Digital access can interrupt physical services
The flaw does not need to expose a business database to create disruption. Where KNX equipment controls ventilation, lighting, access, environmental conditions, or energy use, loss of management access can affect the safety and usability of the building.
Building-automation devices also differ from conventional office endpoints. They may remain in service for decades, depend on specialist engineering tools, and sit under facilities-management contracts rather than the direct ownership of an IT department. Replacement equipment and qualified engineers may not be available immediately.
Because legitimate operators can be locked out, recovery arrangements need to cover more than patch deployment. Owners should know which devices support the affected setting, whether configurations have been backed up, which engineers are authorised to intervene, and how building services will operate while equipment is unavailable.

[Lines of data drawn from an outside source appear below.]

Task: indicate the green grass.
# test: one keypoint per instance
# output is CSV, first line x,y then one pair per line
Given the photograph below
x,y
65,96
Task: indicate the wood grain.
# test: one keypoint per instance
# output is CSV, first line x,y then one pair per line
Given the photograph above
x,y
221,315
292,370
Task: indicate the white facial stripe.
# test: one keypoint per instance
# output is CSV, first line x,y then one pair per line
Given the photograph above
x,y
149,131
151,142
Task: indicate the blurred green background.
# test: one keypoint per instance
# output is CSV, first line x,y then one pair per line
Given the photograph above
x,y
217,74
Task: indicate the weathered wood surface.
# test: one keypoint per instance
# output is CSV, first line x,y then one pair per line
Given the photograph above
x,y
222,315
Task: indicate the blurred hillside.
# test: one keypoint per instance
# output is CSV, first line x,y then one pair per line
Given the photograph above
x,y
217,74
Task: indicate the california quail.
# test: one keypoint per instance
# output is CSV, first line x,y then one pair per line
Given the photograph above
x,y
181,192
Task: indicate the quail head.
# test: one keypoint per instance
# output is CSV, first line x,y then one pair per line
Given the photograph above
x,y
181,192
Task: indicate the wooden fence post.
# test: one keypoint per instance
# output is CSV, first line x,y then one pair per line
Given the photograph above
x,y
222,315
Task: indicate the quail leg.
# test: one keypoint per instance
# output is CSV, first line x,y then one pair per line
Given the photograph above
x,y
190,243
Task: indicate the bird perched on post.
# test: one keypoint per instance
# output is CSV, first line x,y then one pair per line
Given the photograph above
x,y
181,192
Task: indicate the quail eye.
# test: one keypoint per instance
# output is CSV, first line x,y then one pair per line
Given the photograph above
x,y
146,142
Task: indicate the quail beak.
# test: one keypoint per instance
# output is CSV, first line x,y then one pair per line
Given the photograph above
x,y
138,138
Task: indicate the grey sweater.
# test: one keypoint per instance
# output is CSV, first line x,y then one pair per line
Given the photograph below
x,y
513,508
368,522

Network reachability determines much of the exposure. Building controls are commonly connected to wider enterprise systems for remote monitoring, energy reporting, central management, and maintenance. Those connections create operational efficiencies, but they may also provide a route from ordinary corporate infrastructure into systems that alter the physical environment.

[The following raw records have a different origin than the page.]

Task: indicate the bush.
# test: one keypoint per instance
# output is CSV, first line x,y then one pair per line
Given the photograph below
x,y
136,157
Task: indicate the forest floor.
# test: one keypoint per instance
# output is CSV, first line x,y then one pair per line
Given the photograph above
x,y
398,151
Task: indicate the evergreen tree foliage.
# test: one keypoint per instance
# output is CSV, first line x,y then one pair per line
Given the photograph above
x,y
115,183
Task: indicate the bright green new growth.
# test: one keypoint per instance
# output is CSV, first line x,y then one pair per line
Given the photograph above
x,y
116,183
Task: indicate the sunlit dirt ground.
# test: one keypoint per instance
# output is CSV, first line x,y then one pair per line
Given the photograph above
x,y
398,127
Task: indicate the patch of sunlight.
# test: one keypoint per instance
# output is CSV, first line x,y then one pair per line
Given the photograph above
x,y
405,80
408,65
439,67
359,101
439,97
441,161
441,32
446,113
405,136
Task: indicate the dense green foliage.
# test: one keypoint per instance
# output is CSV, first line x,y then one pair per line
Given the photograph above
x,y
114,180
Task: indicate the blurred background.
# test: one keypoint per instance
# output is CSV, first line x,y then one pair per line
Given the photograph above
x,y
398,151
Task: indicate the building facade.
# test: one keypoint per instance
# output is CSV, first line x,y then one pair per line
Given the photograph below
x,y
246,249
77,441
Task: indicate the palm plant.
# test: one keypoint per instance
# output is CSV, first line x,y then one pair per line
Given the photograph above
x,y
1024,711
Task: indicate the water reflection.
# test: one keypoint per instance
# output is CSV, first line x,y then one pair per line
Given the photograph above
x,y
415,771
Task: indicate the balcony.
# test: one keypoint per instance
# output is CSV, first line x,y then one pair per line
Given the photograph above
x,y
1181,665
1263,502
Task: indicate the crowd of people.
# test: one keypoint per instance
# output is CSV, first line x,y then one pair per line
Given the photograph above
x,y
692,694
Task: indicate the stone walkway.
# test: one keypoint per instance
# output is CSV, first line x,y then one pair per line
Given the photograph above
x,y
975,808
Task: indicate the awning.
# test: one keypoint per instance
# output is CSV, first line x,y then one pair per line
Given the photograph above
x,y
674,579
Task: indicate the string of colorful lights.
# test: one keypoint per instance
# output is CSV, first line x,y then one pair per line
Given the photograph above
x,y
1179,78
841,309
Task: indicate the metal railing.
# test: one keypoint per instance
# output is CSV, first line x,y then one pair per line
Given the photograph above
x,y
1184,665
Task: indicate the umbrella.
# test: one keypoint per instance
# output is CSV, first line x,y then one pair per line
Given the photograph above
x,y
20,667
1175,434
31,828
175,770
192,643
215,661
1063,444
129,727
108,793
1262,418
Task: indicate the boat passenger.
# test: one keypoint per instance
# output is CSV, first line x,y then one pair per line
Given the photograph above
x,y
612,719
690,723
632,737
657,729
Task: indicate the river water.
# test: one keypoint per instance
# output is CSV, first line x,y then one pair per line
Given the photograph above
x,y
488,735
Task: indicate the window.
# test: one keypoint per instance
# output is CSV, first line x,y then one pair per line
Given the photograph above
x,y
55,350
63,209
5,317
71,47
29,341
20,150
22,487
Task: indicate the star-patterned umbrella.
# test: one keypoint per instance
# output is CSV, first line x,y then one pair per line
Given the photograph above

Access provided to integrators and maintenance companies requires comparable scrutiny. Shared accounts, permanent remote connections, unmanaged engineering laptops, and weakly monitored gateways can undermine segmentation even when a building network appears separate in an architecture diagram.
Ownership is distributed across property suppliers
Responsibility for a KNX installation may be divided among a property owner, tenant, facilities operator, systems integrator, manufacturer, and maintenance provider. Each organisation may possess only part of the asset inventory, network design, or configuration record.

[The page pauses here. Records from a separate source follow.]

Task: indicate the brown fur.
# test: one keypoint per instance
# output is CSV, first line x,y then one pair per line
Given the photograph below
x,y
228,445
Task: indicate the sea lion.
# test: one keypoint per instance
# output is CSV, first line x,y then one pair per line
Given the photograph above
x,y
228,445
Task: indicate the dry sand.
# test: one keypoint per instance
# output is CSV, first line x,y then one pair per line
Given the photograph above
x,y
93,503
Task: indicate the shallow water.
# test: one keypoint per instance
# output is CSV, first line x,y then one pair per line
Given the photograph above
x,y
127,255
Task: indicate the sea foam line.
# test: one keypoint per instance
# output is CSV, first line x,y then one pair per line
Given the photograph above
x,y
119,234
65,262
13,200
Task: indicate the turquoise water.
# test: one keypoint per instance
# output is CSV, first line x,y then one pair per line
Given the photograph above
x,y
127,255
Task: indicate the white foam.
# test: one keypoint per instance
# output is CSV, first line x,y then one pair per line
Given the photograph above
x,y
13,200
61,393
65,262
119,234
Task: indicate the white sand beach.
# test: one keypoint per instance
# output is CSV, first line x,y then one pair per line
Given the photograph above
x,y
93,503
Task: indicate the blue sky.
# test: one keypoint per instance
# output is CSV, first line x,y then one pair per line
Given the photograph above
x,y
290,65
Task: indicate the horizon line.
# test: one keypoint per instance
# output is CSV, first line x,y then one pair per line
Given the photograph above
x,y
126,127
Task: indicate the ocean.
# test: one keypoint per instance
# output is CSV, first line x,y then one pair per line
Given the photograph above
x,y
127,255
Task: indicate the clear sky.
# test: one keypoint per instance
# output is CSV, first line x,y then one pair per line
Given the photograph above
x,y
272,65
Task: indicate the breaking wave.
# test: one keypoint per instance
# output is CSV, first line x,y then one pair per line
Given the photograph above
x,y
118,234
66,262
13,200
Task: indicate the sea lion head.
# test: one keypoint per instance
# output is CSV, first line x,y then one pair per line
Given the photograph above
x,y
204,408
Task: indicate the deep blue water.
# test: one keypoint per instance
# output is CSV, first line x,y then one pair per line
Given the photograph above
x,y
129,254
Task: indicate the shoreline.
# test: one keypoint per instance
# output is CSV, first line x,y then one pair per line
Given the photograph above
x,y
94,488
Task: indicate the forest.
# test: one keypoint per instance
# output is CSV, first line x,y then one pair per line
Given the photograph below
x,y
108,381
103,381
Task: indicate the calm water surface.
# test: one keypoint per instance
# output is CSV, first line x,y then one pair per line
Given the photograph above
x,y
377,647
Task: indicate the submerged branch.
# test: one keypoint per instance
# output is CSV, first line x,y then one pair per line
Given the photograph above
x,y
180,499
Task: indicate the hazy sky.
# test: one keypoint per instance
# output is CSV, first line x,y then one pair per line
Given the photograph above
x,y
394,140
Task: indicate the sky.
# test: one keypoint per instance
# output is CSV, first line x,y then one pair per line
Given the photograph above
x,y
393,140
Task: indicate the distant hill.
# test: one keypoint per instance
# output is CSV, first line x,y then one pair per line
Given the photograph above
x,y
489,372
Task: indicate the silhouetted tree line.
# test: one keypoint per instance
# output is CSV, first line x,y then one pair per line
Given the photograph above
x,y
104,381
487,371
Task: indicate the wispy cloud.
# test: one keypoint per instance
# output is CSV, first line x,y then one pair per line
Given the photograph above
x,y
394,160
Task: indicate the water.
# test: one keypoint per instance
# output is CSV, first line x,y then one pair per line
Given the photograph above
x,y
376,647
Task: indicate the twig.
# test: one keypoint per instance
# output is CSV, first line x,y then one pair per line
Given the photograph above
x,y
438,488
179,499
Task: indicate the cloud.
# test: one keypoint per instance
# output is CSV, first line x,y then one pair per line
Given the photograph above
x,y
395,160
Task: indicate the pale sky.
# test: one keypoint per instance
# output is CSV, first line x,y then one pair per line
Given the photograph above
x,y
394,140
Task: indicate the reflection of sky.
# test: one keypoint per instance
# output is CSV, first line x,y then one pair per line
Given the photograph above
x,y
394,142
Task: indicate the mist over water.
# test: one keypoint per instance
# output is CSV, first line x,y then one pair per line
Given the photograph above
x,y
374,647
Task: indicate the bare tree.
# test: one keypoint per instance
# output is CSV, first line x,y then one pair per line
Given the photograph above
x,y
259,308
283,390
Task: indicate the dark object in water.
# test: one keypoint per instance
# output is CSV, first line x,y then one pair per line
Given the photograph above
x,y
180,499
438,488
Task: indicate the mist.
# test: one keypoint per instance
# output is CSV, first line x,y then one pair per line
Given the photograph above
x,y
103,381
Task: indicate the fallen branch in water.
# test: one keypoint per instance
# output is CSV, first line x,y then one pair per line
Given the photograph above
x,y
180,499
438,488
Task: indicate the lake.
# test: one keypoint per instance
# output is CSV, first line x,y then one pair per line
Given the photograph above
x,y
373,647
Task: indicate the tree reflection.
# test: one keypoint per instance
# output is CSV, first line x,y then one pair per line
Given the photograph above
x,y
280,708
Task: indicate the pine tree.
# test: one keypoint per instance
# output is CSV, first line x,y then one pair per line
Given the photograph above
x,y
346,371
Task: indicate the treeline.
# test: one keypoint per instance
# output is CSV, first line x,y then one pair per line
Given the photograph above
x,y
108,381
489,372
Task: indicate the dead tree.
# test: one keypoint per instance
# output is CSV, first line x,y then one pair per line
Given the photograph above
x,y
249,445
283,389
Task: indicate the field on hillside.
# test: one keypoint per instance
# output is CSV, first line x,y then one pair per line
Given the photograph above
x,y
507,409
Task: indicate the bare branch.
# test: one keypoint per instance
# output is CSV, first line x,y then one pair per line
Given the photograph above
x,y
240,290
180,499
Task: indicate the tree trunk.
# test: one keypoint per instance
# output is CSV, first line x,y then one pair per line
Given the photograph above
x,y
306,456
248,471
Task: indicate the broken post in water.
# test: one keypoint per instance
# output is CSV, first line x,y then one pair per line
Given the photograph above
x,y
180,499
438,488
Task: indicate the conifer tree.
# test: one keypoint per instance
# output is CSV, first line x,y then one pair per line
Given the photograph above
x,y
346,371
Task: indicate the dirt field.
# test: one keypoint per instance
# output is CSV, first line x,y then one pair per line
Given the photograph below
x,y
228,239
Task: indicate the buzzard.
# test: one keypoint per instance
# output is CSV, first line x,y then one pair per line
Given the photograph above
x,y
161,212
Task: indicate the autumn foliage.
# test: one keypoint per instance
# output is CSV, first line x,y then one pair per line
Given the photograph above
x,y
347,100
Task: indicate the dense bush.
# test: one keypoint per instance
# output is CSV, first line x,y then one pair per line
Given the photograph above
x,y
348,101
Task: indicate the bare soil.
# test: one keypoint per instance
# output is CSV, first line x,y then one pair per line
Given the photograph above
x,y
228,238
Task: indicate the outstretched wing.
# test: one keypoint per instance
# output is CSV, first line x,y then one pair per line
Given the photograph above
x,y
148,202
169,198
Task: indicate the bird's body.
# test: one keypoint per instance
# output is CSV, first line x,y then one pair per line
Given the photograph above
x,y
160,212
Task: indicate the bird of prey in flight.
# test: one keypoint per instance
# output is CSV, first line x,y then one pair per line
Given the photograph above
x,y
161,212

That division slows vulnerability response. A security team may receive an advisory without knowing which buildings contain the equipment, while a facilities contractor may recognise the devices but lack authority to alter network access or investigate suspicious traffic.
European product-security and critical-infrastructure rules are increasing expectations that connected equipment remains supportable, documented, and capable of receiving security fixes. Existing buildings, however, contain substantial estates installed before those expectations became standard procurement requirements.
Immediate work should identify reachable KNX interfaces, restrict management access to approved systems, review remote-maintenance routes, and confirm whether stronger KNX security options are enabled. Unexpected configuration activity and devices that become inaccessible without an operational explanation require investigation.
Future procurement should define secure configuration, recovery procedures, support periods, configuration records, and incident responsibilities across the property supply chain. Building controls that cannot be inventoried, isolated, or restored create an operational dependency without a reliable recovery path.